Missing From Police Evidence Room: $408K, 60 Guns, 4700 Bags Of Drugs
An audit of a Massachusetts police department’s evidence room has revealed that thousands of pieces of drug and property evidence, as well as around $408,000, went missing.
Braintree police officials released the audit’s findings on Wednesday and stated that the inquiry looked at evidence going back to 1999. What was found was astonishing: heat-sealed drug bags torn or cut open, bags of cash emptied, and the vanishing of at least 60 guns, including semiautomatic rifles.
Officials said a total of 4,709 pieces of narcotics evidence can not be accounted for and that an additional 38 pieces had been compromised. Most of the missing drug evidence is “bags of cocaine,” they said.
Also missing are 2,490 pieces of property evidence, which include everything from the aforementioned $408,000 in cash to videos, sexual assault kits, counterfeit money, bicycles and even vehicles. According to the audit, most of the money that disappeared came from cases from 2001, 2002, 2012 and 2013.
The revelations have already caused prosecutors to drop charges in a half-dozen Braintree cases and could potentially result in hundreds of additional cases being dismissed, officials said.
The audit was ordered by chief Russell W. Jenkins back in the spring, after he began to suspect there was something fishy going on in the evidence room. Consequently, the cop who ran the room killed herself in May, a week after speaking with the auditor. Two of the missing firearms were found in her home.
At Wednesday’s press conference, Mayor Joseph Sullivan said the investigation into the matter is still ongoing but stated that most of the missing evidence was probably disposed of during department purges in 2009 and 2012.
The purged evidence was not properly recorded, the audit states however, and remained in the computers as active – but hundreds of pieces of evidence continued to disappear after 2012 when no purges were being conducted.
Sullivan maintained that since the audit was conducted, all but 12 of the firearms have been found and that about $140,000 of the missing cash was recovered.

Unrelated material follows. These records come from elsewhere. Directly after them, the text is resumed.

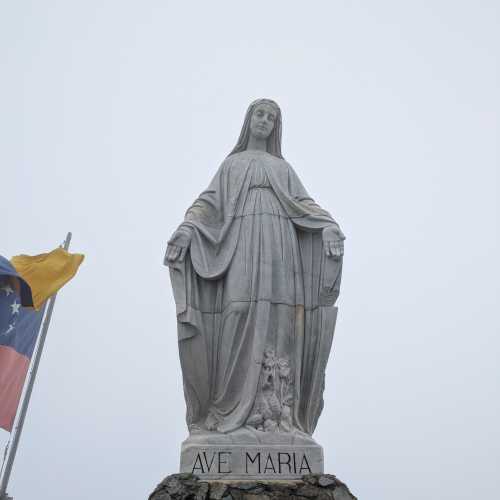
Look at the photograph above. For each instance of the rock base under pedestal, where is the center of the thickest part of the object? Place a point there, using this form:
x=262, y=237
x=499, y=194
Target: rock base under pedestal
x=190, y=487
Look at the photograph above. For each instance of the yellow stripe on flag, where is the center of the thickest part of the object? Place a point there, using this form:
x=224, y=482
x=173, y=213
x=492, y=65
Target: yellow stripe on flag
x=47, y=273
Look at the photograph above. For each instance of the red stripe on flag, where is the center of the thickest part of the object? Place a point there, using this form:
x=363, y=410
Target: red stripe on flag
x=13, y=370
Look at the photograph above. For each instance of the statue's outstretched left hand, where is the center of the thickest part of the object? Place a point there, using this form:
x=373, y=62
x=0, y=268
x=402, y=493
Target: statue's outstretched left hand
x=178, y=245
x=333, y=242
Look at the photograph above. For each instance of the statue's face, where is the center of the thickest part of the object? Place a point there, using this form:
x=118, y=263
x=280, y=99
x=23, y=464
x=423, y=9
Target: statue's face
x=262, y=121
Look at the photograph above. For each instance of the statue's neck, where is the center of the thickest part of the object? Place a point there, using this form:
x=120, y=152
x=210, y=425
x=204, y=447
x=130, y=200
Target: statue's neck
x=257, y=143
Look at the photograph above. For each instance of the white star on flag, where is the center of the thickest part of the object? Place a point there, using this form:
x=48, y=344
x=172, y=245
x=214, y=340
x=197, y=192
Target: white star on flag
x=15, y=307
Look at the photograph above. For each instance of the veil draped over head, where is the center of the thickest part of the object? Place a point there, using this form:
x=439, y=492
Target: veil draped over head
x=274, y=139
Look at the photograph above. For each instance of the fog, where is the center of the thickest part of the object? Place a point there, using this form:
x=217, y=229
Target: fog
x=115, y=116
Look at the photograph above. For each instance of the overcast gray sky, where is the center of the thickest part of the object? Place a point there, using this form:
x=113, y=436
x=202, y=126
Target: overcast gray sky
x=116, y=114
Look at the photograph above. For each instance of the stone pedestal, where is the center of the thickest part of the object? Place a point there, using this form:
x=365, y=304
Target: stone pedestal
x=190, y=487
x=232, y=462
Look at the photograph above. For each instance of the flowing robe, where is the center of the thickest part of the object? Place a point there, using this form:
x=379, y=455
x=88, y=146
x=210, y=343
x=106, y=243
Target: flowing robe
x=256, y=284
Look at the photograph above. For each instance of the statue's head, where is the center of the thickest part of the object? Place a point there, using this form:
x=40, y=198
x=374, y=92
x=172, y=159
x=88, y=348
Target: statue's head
x=263, y=121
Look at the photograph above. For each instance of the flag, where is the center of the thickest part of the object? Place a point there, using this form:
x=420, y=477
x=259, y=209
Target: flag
x=19, y=328
x=48, y=272
x=25, y=281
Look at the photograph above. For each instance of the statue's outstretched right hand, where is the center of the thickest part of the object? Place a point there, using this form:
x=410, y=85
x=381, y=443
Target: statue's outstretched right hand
x=178, y=245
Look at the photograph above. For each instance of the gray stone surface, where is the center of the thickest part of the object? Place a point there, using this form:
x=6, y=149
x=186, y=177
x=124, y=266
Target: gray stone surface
x=251, y=461
x=190, y=487
x=255, y=269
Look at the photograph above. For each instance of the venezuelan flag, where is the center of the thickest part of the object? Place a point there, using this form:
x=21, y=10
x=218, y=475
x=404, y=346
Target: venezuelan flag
x=25, y=281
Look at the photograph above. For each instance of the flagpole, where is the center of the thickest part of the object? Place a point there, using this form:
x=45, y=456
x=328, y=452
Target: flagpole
x=23, y=407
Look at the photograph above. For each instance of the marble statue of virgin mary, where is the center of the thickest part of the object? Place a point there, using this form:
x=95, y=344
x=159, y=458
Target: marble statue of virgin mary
x=255, y=269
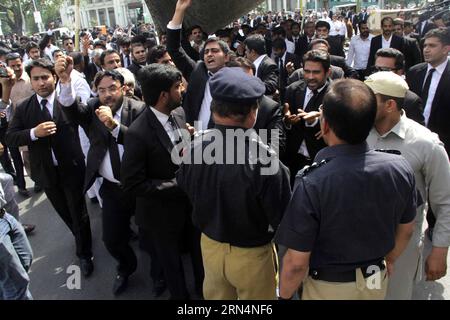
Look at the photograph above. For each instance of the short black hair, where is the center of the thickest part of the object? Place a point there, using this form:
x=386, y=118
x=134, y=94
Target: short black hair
x=392, y=53
x=279, y=43
x=107, y=53
x=77, y=57
x=317, y=41
x=157, y=78
x=321, y=24
x=41, y=63
x=318, y=56
x=257, y=43
x=350, y=108
x=441, y=33
x=115, y=75
x=31, y=45
x=156, y=53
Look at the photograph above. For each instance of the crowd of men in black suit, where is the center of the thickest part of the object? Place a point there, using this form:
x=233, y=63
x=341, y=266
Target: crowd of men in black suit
x=130, y=119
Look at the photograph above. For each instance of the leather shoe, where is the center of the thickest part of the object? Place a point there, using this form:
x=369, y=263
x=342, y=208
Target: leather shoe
x=87, y=266
x=120, y=284
x=28, y=227
x=24, y=193
x=159, y=287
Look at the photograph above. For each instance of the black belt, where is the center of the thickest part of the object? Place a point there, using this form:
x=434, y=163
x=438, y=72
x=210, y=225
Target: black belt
x=345, y=276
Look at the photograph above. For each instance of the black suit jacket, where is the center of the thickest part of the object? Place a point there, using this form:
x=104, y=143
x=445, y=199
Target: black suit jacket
x=376, y=43
x=149, y=173
x=413, y=107
x=271, y=118
x=98, y=134
x=195, y=73
x=339, y=61
x=412, y=52
x=65, y=143
x=268, y=73
x=295, y=96
x=440, y=113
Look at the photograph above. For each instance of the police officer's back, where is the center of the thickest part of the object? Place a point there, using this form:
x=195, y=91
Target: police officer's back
x=349, y=211
x=238, y=199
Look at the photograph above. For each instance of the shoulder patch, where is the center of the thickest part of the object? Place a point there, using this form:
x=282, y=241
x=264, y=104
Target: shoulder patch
x=308, y=169
x=397, y=152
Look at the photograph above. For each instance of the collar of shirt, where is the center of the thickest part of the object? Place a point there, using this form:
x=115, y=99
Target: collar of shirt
x=341, y=150
x=258, y=61
x=50, y=99
x=162, y=117
x=439, y=69
x=399, y=129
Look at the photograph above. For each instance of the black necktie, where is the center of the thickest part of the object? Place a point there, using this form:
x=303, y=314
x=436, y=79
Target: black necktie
x=426, y=87
x=45, y=113
x=114, y=156
x=312, y=101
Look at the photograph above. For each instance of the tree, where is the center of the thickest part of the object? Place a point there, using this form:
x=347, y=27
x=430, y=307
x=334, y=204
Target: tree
x=19, y=13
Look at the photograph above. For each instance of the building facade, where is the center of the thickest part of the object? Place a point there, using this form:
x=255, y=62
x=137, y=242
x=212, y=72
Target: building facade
x=105, y=12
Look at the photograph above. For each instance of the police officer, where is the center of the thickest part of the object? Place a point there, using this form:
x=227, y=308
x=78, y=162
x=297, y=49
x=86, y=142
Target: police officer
x=352, y=212
x=236, y=204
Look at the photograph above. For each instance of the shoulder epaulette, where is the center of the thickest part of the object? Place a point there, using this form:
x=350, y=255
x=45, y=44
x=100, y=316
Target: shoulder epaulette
x=308, y=169
x=389, y=151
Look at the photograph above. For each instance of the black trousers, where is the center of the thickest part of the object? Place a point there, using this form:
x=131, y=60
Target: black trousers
x=18, y=165
x=169, y=246
x=118, y=208
x=68, y=200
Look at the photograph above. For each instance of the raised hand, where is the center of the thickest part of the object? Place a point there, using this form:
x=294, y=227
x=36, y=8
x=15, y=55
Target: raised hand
x=63, y=68
x=104, y=114
x=45, y=129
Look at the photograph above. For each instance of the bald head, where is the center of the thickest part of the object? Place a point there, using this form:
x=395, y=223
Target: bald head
x=350, y=108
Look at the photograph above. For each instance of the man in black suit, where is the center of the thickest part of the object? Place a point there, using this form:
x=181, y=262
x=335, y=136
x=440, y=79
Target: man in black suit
x=57, y=162
x=411, y=47
x=385, y=40
x=266, y=68
x=304, y=41
x=301, y=111
x=148, y=171
x=197, y=100
x=337, y=61
x=105, y=120
x=390, y=59
x=286, y=62
x=335, y=43
x=435, y=92
x=431, y=81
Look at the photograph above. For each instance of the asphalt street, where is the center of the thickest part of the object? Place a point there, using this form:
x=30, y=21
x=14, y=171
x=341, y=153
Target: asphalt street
x=52, y=275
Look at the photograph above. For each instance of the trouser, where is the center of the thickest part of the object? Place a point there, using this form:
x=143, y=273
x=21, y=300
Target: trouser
x=371, y=288
x=15, y=260
x=68, y=200
x=238, y=273
x=9, y=193
x=118, y=208
x=168, y=245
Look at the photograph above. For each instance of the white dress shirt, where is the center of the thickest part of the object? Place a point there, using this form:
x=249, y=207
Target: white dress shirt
x=50, y=100
x=358, y=52
x=436, y=78
x=386, y=43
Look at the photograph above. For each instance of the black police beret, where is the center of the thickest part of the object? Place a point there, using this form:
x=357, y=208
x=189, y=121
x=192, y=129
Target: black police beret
x=234, y=85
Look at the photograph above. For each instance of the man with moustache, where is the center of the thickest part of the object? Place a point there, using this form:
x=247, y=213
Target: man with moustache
x=162, y=208
x=57, y=162
x=105, y=120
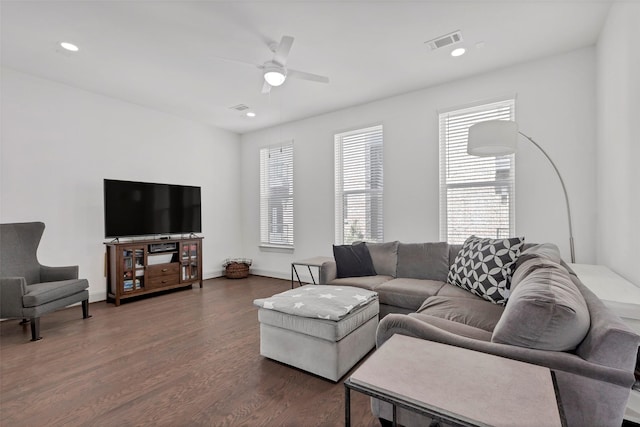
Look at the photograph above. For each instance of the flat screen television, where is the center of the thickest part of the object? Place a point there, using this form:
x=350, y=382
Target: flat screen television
x=145, y=208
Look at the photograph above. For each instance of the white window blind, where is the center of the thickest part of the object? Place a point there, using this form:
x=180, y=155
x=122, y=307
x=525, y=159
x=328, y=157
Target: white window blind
x=476, y=193
x=276, y=195
x=359, y=186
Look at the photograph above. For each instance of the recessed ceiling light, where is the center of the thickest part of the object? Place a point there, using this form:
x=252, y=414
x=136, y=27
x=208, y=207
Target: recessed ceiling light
x=69, y=46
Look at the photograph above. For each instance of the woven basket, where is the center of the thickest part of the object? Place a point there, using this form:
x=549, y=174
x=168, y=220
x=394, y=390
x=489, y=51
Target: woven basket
x=237, y=270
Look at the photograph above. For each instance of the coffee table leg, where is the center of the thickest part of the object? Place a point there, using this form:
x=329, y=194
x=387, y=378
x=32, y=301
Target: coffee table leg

He said that new protocols and procedures have already been established for how evidence is to be handled in the future.
“There is still a lot more work to be done to determine a fully accurate account of these items, and the department is continuing their efforts in that regard,” Sullivan said. “I want to emphasize that I find these findings troubling, and we are going to take steps to correct them.”